The Breakthrough Imaging Technology

Another scientific field of study that deals with blurry images is astronomy. The churning atmosphere above our heads is what makes the stars appear to twinkle, which is a big deal of a problem to astronomers using ground-based telescopes. To resolve this issue, astronomers use a method known as adaptive optics. This requires the use of mirrors that computers can deform on purpose to correct these atmospheric distortions in real time.
They need to have a bright star as a reference point the computer can use to measure how blurring it is — but barring that, they can just shine a laser where a star would be and measure the blurring of that instead. That being the case, Betzig and his team took a page from their book and combined adaptive optics with a modern technology known as lattice light sheet microscopy.
This breakthrough imaging technology flashes an ultra-thin sheet of light through the cell, creating a high-resolution 3D film from the 2D images it captures in real time. The scientists focused one adaptive optical system at the side view to maintain the lattice light sheet’s illumination, and focused another adaptive system overhead. Later, they could shine their reference laser through either pathway to let the optics self-correct, achieving a super-sharp 3D image.
3D Image Microscopy, And The Future
We’ve had this technology at our fingertips, but it’s been too complicated and expensive to be practical, even for advanced research labs. Betzig wants to change that.
“Technical demonstrations and publications don’t amount to a hill of beans,” he says. “The only metric by which a microscope should be judged is how many people use it, and the significance of what they discover with it.”

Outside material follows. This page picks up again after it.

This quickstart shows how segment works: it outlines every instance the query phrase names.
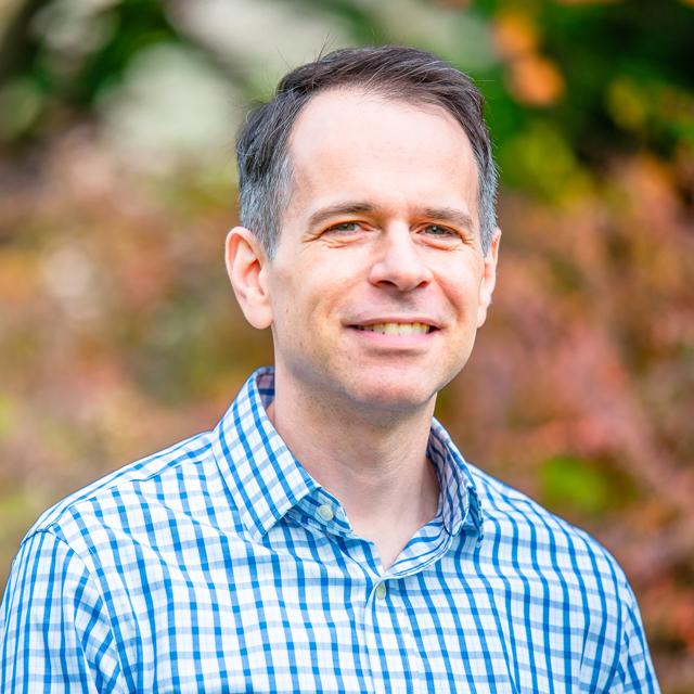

While his current microscope fills a 10-foot-long table, his team is working on a smaller one they hope will fit on a small desk and sport a more reasonable price tag. In the true spirit of science, however, the team will make their plans freely available to other scientists who want to build their own microscopes.
“It’s a bit of a Frankenstein’s monster right now,” as Betzig concludes, “If you really want to understand the cell in vivo, and image it with the quality possible in vitro, this is the price of admission.”